Ein US-Militärjet startet Richtung Irak: US-Bürger gefährdet. Bild: Hasan Jamali/AP/KEYSTONE

Kampf gegen IS

US-Militär weitet Luftschläge im Irak aus

Die USA haben im Irak eine Offensive gegen die Miliz «Islamischer Staat» gestartet. Die Obama-Regierung sieht auch US-Bürger von den Extremisten gefährdet. Das irakische Militär warnte indes vor nicht autorisierten Waffenlieferungen. 

Ein Artikel von

Spiegel Online

Das US-amerikanische Militär hat seinen Kampf gegen die Terrorgruppe «Islamischer Staat» (IS) im Nordirak verstärkt. Wie die Regierung von Präsident Barack Obama in Washington mitteilte, weitete die Armee die Luftschläge gegen IS-Stellungen aus. Die neue Offensive solle aber in Dauer und Ausmass begrenzt sein, hiess es. 

Anlass der neuen Luftschläge waren vor allem die Kämpfe um den strategisch wichtigen Staudamm bei Mossul.
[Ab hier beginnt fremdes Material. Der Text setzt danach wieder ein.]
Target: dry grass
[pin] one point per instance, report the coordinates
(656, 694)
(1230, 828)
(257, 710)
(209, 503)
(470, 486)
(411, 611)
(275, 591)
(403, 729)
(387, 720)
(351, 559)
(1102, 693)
Mit Unterstützung des US-Militärs hat die kurdische Peschmerga-Armee den Damm inzwischen offenbar wieder unter ihre Kontrolle gebracht. Berichten zufolge halten die Peschmerga nun an 80 Prozent des Gebiets die Stellung, während die IS-Miliz grosse Verluste erlitten haben soll. 

Die amerikanische Offensive habe zudem zum Ziel, US-Personal und Einrichtungen im Irak zu schützen. Verliere man die Kontrolle über den Mossul-Damm, sei auch die Sicherheit von US-Bürgern wie etwa in der Botschaft in Bagdad in Gefahr, teilte die Obama-Regierung in einem Schreiben an den Kongress mit. Die verstärkten Luftschläge seien zudem von der irakischen Regierung angefordert worden, hiess es. (kes/AP)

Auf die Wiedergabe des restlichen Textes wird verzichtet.